Inanna Arthen has been an SEF member since 2015. She identified as a Pagan in 1974 and worked with several Pagan organizations in the 1980s and 1990s, including the EarthSpirit Community, Covenant of the Goddess and Church of All Worlds. In 1998, she earned an M.Div degree from Harvard Divinity School, with concentrations in pastoral counseling, small church management and Paganism–her master’s thesis dealt with the legal and practical matters that would be involved in establishing a Pagan church in Massachusetts.

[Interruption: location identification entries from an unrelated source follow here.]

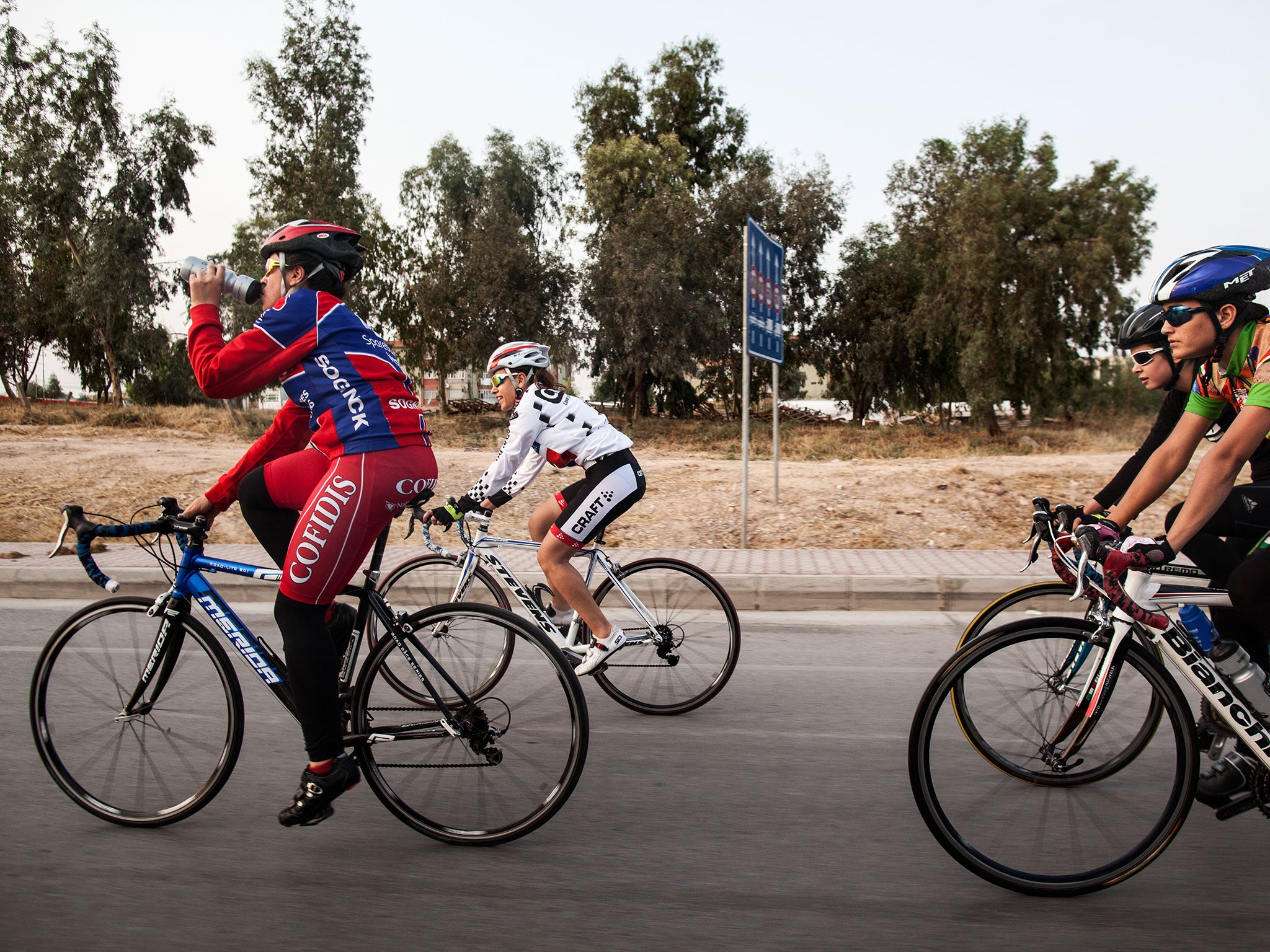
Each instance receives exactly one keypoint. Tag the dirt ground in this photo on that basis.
(694, 499)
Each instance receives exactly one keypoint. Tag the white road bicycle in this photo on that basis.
(1082, 756)
(683, 637)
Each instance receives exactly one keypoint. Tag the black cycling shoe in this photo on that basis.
(343, 617)
(1230, 776)
(316, 790)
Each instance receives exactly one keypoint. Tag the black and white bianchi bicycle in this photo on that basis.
(1059, 756)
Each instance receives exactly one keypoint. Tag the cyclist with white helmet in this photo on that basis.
(1232, 338)
(347, 451)
(551, 427)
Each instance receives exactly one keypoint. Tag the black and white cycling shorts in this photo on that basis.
(614, 484)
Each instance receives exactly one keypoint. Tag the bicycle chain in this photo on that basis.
(435, 767)
(1261, 790)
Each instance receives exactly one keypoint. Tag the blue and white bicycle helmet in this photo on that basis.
(1220, 275)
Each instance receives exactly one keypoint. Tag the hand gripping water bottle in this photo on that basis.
(1198, 625)
(1245, 676)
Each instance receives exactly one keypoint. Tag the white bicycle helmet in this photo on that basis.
(518, 356)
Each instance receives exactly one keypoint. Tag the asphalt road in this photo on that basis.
(778, 816)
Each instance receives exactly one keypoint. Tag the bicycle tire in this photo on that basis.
(482, 673)
(89, 669)
(1024, 593)
(985, 828)
(713, 646)
(1110, 763)
(541, 751)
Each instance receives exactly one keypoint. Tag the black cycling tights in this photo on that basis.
(1244, 517)
(313, 663)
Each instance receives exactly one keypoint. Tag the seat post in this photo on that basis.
(380, 545)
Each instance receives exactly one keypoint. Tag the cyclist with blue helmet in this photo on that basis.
(1210, 314)
(1143, 335)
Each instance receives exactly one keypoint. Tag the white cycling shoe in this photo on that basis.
(600, 653)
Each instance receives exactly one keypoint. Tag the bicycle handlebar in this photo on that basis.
(86, 531)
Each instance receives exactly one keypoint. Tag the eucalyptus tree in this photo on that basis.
(1020, 273)
(673, 127)
(89, 195)
(482, 254)
(313, 100)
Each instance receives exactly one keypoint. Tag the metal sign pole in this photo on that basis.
(776, 428)
(745, 390)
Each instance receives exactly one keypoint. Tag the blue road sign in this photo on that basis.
(765, 310)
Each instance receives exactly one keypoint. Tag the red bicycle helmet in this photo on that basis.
(333, 245)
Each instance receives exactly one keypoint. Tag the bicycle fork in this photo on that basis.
(1083, 718)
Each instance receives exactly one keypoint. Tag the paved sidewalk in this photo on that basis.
(768, 579)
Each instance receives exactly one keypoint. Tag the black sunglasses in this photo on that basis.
(1179, 315)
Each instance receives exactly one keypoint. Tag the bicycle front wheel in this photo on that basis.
(1047, 598)
(1047, 839)
(695, 644)
(432, 580)
(521, 749)
(1059, 668)
(169, 758)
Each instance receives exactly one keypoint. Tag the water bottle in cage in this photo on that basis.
(1245, 676)
(1198, 625)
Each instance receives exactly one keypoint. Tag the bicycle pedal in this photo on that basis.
(1240, 805)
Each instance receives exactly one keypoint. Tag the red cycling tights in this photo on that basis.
(345, 506)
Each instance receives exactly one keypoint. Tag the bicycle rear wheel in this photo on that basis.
(431, 580)
(1057, 667)
(150, 769)
(696, 644)
(522, 751)
(1047, 839)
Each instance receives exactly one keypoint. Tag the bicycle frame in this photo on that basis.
(481, 549)
(1174, 643)
(191, 588)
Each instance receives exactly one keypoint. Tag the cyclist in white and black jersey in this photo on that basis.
(551, 427)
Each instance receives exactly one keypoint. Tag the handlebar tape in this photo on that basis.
(87, 530)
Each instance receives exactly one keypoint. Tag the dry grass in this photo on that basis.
(721, 439)
(841, 488)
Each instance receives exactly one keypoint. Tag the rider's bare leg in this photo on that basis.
(540, 524)
(567, 583)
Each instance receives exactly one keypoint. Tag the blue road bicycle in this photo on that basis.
(139, 718)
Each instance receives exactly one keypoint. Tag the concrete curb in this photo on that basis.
(750, 592)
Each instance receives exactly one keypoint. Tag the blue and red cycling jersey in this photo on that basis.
(347, 392)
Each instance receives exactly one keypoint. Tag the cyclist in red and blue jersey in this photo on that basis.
(347, 452)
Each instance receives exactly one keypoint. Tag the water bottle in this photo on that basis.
(1245, 677)
(1198, 625)
(241, 287)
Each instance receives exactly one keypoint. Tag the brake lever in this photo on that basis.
(1033, 552)
(1080, 575)
(61, 536)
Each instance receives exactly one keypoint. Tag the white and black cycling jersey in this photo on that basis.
(546, 427)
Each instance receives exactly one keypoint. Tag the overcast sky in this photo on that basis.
(1171, 89)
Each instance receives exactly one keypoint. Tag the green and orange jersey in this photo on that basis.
(1245, 381)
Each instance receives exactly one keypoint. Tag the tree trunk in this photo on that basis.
(988, 415)
(20, 395)
(116, 389)
(633, 389)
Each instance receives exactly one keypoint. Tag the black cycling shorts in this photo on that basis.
(613, 485)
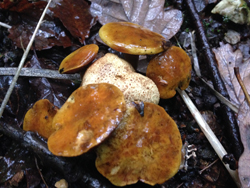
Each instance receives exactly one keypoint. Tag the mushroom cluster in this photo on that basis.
(133, 144)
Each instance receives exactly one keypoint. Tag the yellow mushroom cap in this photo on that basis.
(89, 115)
(146, 149)
(114, 70)
(131, 38)
(39, 118)
(77, 60)
(169, 70)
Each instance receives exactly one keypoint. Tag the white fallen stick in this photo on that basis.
(44, 73)
(5, 25)
(25, 54)
(219, 149)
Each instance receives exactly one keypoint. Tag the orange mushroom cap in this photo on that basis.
(89, 115)
(77, 60)
(39, 118)
(169, 70)
(131, 38)
(146, 149)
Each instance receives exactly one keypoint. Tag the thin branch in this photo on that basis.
(41, 175)
(228, 115)
(242, 85)
(208, 166)
(194, 54)
(12, 85)
(45, 73)
(5, 25)
(215, 143)
(222, 98)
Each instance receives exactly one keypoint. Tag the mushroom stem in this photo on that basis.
(132, 59)
(219, 149)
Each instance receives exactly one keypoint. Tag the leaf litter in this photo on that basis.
(193, 181)
(228, 59)
(147, 13)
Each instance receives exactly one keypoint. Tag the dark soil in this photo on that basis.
(32, 169)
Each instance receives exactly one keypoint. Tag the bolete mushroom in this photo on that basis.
(39, 118)
(77, 60)
(146, 149)
(169, 70)
(114, 70)
(89, 115)
(131, 38)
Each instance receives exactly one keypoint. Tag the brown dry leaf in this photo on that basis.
(147, 13)
(227, 59)
(24, 7)
(75, 16)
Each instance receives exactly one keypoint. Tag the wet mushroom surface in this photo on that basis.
(142, 148)
(131, 38)
(79, 59)
(89, 115)
(169, 70)
(39, 118)
(55, 41)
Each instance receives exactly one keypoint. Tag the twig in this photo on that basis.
(198, 72)
(219, 149)
(12, 85)
(242, 85)
(227, 114)
(194, 54)
(5, 25)
(40, 173)
(208, 166)
(46, 73)
(69, 167)
(222, 98)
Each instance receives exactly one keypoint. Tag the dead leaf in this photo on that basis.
(227, 59)
(200, 5)
(244, 161)
(25, 7)
(148, 13)
(75, 16)
(48, 35)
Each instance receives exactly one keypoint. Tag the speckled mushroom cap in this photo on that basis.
(89, 115)
(114, 70)
(146, 149)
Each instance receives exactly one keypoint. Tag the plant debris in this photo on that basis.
(62, 33)
(147, 13)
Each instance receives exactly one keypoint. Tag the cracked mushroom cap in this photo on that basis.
(77, 60)
(89, 115)
(39, 118)
(169, 70)
(146, 149)
(131, 38)
(114, 70)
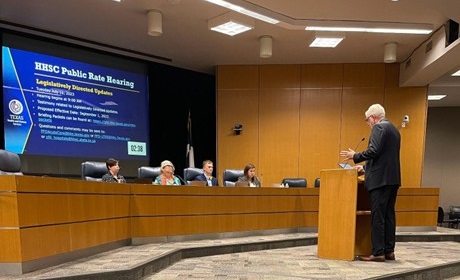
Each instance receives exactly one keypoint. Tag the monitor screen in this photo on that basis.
(65, 107)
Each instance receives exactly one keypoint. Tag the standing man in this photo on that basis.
(208, 167)
(382, 180)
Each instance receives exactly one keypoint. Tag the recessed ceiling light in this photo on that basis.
(436, 96)
(326, 42)
(456, 73)
(231, 24)
(244, 11)
(369, 26)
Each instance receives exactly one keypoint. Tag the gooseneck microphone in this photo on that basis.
(359, 144)
(182, 180)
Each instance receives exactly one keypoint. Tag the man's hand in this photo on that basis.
(347, 154)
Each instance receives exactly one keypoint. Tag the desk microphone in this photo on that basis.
(348, 159)
(359, 143)
(182, 180)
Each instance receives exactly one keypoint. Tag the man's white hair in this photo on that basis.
(375, 110)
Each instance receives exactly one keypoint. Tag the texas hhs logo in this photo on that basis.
(16, 107)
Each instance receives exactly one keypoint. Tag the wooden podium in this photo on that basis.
(344, 226)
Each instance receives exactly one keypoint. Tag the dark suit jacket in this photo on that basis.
(202, 177)
(382, 155)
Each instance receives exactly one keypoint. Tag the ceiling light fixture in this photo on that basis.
(436, 96)
(230, 24)
(155, 23)
(326, 41)
(244, 11)
(367, 26)
(389, 52)
(456, 74)
(266, 46)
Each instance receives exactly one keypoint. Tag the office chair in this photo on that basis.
(454, 216)
(190, 174)
(295, 182)
(10, 163)
(93, 170)
(148, 172)
(317, 182)
(231, 176)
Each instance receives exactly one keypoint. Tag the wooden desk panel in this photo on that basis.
(42, 217)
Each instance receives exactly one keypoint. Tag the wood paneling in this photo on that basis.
(270, 77)
(237, 77)
(238, 107)
(320, 116)
(412, 102)
(120, 212)
(279, 135)
(364, 75)
(330, 111)
(322, 76)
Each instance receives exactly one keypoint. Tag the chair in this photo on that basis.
(231, 176)
(10, 163)
(93, 170)
(148, 172)
(295, 182)
(317, 182)
(454, 216)
(190, 174)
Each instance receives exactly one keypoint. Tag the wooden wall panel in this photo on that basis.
(319, 132)
(412, 102)
(321, 76)
(237, 77)
(320, 115)
(280, 76)
(182, 205)
(333, 100)
(44, 241)
(237, 107)
(279, 101)
(8, 213)
(279, 135)
(10, 242)
(364, 75)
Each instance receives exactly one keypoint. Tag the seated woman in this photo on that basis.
(250, 176)
(112, 172)
(167, 178)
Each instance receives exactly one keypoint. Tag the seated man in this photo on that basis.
(208, 167)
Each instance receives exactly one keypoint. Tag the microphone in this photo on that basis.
(359, 143)
(182, 180)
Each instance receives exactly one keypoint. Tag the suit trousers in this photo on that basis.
(383, 232)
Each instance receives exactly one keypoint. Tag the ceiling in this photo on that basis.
(187, 43)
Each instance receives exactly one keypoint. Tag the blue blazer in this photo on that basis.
(202, 177)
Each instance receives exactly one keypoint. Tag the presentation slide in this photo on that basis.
(60, 107)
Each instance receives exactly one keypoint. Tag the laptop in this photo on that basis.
(241, 184)
(147, 181)
(345, 165)
(198, 183)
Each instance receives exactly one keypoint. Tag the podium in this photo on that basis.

She worked as a residential counselor and team leader in a battered women’s shelter for ten years, until she left in 2006 to start a small publishing company, By Light Unseen Media.

Inanna has served as the part-time, openly Pagan minister of the Unitarian Universalist Church of Winchendon since 2013. Identifying as genderqueer and genderfluid, she completely re-wrote the UUA Welcoming Congregations curriculum and ran the training sessions for UUCW, which was recognized as a Welcoming Congregation by the UUA in 2017. She is a member of the Unitarian Universalist Ministers Association (UUMA) and the part time administrator for the Unitarian Universalist Society for Community Ministry (UUSCM).

Inanna lives on Lake Monomonac in Winchendon, MA with five rescued cats.